Así es como se ve hoy: un “weenie” abrazado con tocino que se corta por la mitad y se rellena con una barra de queso, luego se asa a la parrilla y se inserta en un bollo estilo bolillo más grande de lo habitual para cubrirlo con tomates cortados en cubitos, aguacate, cebollas (crudas y asadas), frijoles pintos, lechuga, chorizo y otros condimentos tradicionales y poco ortodoxos, desde mayonesa y ketchup hasta jalapeños y güero. pimientos. Si no está muy claro, estos “dogos” grasientos se pueden personalizar fácilmente y, por lo general, están bien cargados hasta el borde (los hay de salchicha doble, tortilla de harina y variaciones de camaronestambién).

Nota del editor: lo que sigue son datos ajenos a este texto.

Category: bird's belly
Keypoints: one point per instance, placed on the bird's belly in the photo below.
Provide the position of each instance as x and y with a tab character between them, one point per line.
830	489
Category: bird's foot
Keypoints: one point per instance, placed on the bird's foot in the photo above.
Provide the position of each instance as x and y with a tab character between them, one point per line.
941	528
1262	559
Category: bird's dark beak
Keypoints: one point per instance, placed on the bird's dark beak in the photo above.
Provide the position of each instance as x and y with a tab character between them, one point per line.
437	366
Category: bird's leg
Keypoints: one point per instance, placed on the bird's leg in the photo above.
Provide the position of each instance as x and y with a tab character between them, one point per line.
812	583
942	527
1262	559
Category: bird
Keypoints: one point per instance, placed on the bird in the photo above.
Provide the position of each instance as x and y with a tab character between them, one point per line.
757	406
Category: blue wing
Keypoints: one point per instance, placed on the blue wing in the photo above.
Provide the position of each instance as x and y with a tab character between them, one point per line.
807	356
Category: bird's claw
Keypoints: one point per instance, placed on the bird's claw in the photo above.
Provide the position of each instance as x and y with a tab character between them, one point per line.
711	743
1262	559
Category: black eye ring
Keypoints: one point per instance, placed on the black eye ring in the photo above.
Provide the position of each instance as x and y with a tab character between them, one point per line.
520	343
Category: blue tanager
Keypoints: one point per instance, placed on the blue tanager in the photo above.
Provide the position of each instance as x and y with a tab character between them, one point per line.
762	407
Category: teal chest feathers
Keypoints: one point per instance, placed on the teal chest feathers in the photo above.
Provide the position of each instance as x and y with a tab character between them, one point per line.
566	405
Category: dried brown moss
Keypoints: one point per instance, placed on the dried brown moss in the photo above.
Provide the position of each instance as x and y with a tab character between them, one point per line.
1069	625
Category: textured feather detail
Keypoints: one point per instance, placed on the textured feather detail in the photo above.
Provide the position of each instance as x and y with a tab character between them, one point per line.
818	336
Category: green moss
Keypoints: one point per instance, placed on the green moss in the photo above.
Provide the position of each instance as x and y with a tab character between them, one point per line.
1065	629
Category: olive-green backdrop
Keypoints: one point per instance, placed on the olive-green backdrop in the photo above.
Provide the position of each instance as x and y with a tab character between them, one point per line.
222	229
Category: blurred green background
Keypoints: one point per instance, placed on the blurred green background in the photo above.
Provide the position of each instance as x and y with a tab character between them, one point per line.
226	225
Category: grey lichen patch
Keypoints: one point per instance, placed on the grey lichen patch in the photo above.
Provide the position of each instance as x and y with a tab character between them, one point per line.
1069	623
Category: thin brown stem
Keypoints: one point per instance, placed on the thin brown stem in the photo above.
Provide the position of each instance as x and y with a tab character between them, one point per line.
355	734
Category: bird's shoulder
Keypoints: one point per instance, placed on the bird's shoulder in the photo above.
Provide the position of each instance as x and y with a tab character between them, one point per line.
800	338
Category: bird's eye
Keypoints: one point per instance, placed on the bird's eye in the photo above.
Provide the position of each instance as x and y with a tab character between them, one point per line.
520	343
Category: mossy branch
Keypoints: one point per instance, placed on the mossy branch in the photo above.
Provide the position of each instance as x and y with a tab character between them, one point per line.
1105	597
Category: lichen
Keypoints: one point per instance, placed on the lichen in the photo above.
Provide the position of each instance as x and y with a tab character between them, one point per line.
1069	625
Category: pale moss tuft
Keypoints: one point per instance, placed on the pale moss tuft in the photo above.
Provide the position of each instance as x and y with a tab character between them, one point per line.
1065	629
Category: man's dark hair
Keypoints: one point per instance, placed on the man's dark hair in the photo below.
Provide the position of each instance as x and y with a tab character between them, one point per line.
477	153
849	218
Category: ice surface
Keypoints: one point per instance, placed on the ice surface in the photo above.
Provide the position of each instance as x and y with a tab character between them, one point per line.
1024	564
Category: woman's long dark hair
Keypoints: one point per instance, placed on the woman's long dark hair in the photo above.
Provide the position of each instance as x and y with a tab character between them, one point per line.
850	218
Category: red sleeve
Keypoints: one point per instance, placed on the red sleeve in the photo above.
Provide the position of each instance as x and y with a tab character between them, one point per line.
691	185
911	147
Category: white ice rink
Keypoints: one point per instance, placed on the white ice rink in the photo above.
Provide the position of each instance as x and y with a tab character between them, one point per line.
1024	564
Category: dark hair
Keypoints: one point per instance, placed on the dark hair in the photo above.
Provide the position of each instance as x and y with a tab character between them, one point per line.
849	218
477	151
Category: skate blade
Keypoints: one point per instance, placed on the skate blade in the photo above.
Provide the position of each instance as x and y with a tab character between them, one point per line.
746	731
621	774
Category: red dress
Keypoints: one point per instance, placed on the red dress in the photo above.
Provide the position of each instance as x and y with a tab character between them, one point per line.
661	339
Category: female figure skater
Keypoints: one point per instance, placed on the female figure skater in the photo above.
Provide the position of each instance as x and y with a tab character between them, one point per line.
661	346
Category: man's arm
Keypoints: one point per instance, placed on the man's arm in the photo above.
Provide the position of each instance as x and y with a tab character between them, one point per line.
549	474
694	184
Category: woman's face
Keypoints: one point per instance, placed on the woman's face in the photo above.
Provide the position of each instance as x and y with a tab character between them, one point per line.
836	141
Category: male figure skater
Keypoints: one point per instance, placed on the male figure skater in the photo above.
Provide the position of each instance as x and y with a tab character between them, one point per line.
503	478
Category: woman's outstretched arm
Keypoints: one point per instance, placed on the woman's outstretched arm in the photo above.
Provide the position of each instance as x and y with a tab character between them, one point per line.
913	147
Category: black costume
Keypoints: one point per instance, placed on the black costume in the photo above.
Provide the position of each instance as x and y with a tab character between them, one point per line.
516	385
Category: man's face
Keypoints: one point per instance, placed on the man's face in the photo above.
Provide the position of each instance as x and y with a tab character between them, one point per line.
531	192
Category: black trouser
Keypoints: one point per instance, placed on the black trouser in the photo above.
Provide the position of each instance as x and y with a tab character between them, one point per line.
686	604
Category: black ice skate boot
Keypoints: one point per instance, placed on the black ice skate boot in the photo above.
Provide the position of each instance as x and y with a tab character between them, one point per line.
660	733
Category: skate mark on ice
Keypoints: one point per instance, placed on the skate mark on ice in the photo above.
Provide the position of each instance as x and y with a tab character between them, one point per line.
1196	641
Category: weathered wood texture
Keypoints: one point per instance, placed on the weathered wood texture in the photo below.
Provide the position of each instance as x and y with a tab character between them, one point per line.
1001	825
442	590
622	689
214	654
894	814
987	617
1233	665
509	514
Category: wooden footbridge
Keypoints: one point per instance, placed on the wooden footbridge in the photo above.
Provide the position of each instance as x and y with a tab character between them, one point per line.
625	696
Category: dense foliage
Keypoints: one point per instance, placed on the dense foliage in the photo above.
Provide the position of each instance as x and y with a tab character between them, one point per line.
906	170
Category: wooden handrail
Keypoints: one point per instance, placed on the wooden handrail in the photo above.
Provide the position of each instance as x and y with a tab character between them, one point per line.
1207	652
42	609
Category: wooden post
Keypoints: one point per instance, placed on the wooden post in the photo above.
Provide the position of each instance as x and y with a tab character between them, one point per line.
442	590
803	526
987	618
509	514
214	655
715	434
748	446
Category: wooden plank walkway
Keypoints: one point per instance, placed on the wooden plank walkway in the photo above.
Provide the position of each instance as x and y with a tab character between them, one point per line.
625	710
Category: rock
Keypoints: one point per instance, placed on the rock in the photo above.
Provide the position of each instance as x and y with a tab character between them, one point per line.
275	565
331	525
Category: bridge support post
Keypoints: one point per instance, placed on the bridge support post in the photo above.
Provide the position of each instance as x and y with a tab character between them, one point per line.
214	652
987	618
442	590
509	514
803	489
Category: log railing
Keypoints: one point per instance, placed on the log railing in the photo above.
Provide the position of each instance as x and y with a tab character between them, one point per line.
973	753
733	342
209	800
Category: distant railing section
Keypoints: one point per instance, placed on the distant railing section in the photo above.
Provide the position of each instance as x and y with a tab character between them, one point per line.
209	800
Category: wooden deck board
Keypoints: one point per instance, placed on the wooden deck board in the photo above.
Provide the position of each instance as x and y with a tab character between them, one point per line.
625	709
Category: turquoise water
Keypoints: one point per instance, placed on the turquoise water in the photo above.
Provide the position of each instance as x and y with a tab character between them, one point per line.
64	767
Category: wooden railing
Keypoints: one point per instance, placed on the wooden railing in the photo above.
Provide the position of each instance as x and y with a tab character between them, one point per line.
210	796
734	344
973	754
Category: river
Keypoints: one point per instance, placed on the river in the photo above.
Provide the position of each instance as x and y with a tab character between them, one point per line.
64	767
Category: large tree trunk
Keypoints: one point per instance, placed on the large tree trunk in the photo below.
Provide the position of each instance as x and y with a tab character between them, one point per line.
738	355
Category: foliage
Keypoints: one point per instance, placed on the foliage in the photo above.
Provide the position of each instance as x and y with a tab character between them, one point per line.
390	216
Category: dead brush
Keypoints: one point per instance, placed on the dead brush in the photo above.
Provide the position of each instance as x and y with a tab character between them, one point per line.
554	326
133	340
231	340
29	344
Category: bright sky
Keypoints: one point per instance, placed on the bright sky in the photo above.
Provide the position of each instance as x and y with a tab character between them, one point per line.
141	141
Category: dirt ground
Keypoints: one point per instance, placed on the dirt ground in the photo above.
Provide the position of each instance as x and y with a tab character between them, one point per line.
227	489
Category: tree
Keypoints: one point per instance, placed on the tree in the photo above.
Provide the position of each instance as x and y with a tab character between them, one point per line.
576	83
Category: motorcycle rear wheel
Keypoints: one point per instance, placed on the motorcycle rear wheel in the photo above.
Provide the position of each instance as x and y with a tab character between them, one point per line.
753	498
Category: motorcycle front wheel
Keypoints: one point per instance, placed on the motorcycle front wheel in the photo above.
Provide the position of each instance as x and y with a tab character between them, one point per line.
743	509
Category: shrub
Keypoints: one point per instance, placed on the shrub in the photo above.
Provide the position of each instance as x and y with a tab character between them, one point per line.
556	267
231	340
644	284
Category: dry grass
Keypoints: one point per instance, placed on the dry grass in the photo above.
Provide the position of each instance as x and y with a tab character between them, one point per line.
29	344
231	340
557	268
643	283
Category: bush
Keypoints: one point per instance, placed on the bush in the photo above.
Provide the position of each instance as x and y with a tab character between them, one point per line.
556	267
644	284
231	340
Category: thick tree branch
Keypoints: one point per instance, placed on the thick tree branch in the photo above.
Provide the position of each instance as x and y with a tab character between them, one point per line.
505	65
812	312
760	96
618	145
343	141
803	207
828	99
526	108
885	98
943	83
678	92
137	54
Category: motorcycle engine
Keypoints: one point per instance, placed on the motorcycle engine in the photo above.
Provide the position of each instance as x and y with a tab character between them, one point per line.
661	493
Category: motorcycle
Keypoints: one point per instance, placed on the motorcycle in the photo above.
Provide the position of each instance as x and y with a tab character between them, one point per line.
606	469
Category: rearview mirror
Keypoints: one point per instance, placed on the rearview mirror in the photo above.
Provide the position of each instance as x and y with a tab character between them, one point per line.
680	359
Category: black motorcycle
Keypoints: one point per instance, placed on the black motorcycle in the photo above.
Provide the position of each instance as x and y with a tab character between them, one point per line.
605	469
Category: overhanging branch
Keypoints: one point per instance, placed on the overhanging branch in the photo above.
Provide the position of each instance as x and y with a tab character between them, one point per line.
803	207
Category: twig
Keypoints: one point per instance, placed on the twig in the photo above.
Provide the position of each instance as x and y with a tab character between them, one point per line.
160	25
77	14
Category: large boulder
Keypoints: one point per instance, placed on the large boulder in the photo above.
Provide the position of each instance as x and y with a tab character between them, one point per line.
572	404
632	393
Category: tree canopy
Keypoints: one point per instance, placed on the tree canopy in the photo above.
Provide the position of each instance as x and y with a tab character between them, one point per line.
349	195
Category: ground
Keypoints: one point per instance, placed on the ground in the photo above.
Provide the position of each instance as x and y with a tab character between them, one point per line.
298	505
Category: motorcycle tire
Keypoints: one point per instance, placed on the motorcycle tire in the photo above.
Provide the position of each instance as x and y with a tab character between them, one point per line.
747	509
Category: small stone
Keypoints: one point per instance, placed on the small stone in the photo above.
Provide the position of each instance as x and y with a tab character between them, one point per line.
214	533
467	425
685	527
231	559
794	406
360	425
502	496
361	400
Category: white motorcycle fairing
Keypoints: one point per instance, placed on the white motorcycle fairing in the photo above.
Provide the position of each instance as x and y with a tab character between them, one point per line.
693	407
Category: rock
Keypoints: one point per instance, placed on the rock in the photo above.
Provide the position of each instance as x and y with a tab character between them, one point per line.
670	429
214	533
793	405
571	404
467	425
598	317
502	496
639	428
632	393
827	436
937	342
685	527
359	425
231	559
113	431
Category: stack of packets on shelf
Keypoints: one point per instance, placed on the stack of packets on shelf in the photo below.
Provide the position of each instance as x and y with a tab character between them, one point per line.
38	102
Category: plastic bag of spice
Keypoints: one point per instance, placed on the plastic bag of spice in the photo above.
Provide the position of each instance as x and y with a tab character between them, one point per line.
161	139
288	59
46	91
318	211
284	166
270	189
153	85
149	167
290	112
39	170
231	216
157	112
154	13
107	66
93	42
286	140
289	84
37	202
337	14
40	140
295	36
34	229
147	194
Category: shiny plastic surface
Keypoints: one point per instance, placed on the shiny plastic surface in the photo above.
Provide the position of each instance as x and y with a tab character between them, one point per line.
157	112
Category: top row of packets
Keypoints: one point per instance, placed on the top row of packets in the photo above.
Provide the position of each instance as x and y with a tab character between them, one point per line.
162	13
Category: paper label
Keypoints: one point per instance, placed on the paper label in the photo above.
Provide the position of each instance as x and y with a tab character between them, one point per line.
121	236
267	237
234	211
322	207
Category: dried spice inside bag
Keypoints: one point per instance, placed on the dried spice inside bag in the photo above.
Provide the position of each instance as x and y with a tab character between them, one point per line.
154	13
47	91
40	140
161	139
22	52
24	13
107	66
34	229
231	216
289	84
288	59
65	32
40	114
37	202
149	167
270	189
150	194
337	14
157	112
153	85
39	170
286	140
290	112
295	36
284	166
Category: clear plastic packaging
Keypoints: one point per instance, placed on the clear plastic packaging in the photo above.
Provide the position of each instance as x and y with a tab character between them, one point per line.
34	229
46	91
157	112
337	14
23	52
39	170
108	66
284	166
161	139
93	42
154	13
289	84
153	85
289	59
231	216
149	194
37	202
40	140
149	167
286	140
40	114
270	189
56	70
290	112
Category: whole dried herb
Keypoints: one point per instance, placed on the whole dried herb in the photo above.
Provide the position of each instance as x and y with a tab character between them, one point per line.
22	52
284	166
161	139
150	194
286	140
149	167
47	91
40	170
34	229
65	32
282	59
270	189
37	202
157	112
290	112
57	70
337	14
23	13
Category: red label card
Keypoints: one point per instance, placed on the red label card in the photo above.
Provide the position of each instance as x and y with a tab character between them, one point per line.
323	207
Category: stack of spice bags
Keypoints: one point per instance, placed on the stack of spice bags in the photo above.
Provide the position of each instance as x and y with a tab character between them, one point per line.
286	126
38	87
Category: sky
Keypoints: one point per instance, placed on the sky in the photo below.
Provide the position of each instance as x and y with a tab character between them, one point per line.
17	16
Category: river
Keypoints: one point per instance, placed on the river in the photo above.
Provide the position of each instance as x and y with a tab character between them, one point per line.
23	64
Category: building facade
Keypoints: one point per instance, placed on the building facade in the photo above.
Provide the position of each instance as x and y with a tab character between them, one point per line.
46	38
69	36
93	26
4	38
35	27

Al menos uno Periodista mexicano-estadounidense ha tratado de rastrear los orígenes históricos de este perro, yendo de Los Ángeles a Tucson. La mayoría de las fuentes parecen señalar a El Güero Canelo, un local de perritos calientes en Arizona, como uno de los principales impulsores de la popularidad del invento a finales de los 80 y principios de los 90. Inaugurado y propiedad del inmigrante sonorense Daniel Contreras en 1993.generalmente se considera que El Güero Canelo es la fuente definitiva de la toma de posesión del espíritu de la época del weenie envuelto en tocino, que le ha valido a Contreras un elogiado premio James Beard. Pero es evidente que sus raíces y esencia siguen presentes al otro lado de la frontera, en Sonora.

La batalla de Hermosillo por la preeminencia

@la_shamaka NOS FUIMOS A VISITAR LOS FAMOSOS DOGOS DEL MIAMI @Dogos del miami #comida #comidasonorense #hermosillo #sonora #lasdelishas #lashamaka ♬ La Cumbia Sabrosa – Marc Life

Según lugareños y vloggers gastronómicos, hoy hay una batalla en curso en Hermosillo por determinar cuál del dogo es el mejor y más emblemático orgullo culinario de la ciudad. Dogos Del Miami es popular, conocido por sus opciones de perro pavo y, por $50 USD, el “Perro Dorado de Dubai”: un perro sonorense cubierto de escamas de oro. Pero también hay puestos de carretera sin nombre que atraen a la clientela de barrio y tienen sus propias variedades y toques. Además de la capital de Hermosillo, la segunda ciudad más grande del estado, Ciudad Obregón, presenta su propio estilo regional eso enciende aún más debates sobre qué dogo es supremo (Hermosillo agrega lechuga cortada en cubitos a la mezcla, por ejemplo, lo que los Obregóneros rechazan lealmente).

La comida es fácil y para llevar, un plato perfecto para la calle y fácil de llevar o montar como puesto para los transeúntes hambrientos. Suele ir acompañado de una taza gigante de “uvola”: una bebida regional especial hecha de uvas y cargado de hielo para evitar el calor del desierto.

Es sencillo ver por qué esta combinación cruzó la frontera y se convirtió instantáneamente en un clásico en el suroeste de Estados Unidos y más allá. El ingenio culinario mexicano nunca decepciona y no conoce límites.